- Genre: Biographical drama
- Based on: Hey, Hey, We're the Monkees by Harold Bronson
- Teleplay by: Ron McGee
- Directed by: Neill Fearnley
- Starring: George Stanchev; L. B. Fisher; Jeff Geddis; Aaron Lohr;
- Music by: Fred Mollin
- Country of origin: United States Canada
- Original language: English

Production
- Executive producers: Marilyn Stonehouse; Howard Braunstein;
- Producer: Susan Murdoch
- Production location: Toronto
- Cinematography: David A. Makin
- Editor: Stephen Lawrence
- Running time: 92 minutes
- Production companies: Pebblehut Productions; Rhino Films;
- Budget: $3.2 million

Original release
- Network: VH1
- Release: June 28, 2000

= Daydream Believers: The Monkees' Story =

2000 made-for-television film about the Monkees

Daydream Believers: The Monkees' Story is a 2000 American biographical drama television film about the rock and pop band the Monkees. Directed by Neill Fearnley and written by Ron McGee, the film is based on the 1996 book Hey, Hey, We're the Monkees by Harold Bronson. It stars George Stanchev as Davy Jones, L. B. Fisher as Peter Tork, Jeff Geddis as Michael Nesmith, and Aaron Lohr as Micky Dolenz. It premiered on VH1 on June 28, 2000.

==Production==

In 1994, Rhino Records acquired the Monkees property and associated media from Raybert Productions. According to Harold Bronson, co-founder of Rhino Records, Vin Di Bona Productions expressed interest in making a TV biopic about the Monkees for VH1 in 1998. Bronson opted to produce the project himself under Rhino Films and approached VH1 executive Mike Larkin with the idea, who suggested Rhino work with TV movie producer Howard Braunstein.

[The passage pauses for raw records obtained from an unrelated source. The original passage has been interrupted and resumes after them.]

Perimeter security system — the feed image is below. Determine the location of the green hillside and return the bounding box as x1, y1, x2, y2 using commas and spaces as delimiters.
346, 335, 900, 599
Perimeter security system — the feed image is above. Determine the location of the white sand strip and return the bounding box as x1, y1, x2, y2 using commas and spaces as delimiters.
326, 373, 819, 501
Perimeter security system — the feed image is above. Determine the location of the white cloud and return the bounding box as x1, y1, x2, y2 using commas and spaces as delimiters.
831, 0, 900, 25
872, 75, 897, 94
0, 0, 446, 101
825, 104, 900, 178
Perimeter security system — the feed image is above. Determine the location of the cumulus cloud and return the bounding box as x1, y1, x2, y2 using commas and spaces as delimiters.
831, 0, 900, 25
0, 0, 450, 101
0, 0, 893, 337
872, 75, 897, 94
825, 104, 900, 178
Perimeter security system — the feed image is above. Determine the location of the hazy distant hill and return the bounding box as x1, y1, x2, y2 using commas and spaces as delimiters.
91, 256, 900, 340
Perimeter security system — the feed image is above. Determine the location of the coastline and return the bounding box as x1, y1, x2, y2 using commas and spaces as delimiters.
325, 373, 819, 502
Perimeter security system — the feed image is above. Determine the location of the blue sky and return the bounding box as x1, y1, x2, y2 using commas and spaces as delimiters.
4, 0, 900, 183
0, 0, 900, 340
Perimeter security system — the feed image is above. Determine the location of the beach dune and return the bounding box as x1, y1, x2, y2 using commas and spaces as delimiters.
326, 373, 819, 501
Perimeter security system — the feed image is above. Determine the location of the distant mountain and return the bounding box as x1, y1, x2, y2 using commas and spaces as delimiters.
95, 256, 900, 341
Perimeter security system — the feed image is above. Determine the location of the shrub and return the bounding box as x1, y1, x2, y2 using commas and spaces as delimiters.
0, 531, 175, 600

Before filming began, Michael Nesmith's lawyer sent Bronson a letter threatening legal action in regards to Nesmith's "off-screen life being depicted in the movie".

Wallace Langham, who played Don Kirshner, was cast by VH1 and was paid $70,000 "for a week of work". Davy Jones wanted to play his own father in the film, and was offered $35,000 for one day's shooting, but declined the role after requesting twice the amount, which the production was reluctant to pay.

George Stanchev, who played Davy, was almost not cast in the film because Stanchev's resume listed his height as 5'10", eight inches taller than Jones was in real life, and three inches above the producers' specified height limit for the role. Stanchev said the figure was a "wild guess".

Production began in Canada in March 2000 and lasted four weeks. Filming took place in Toronto. Various sets were reused from the Canadian TV series Riverdale. The concert sequence was filmed at Copps Coliseum. Location shooting took place at Lake Ontario and in Breton. According to Bronson, director Neill Fearnley wanted to keep the Monkees' hairstyles consistent in the movie to save time during filming.

==Reception==
Ramin Zahed of Variety commended "the production for discovering four actors who are close replicas of the original Davy, Mike, Micky and Peter", and wrote that, "While Daydream Believers does not offer any deep insights or shape three-dimensional characters, it is successful in re-creating the goofy look and charms of the original NBC show." Tom Jicha of Sun-Sentinel wrote that "Daydream Believers is even hokier as a movie than the Monkees were as a group. However, approached with moderate expectations, it can be mindless summer fun."

David Dewitt of The New York Times wrote that "The film's strong acting and thematic focus trump its sometimes sketchy and formulaic dialogue." Ken Tucker of Entertainment Weekly gave the film a grade of "D+", calling the acting "fine" and the screenplay "tin-eared and full of missed opportunities."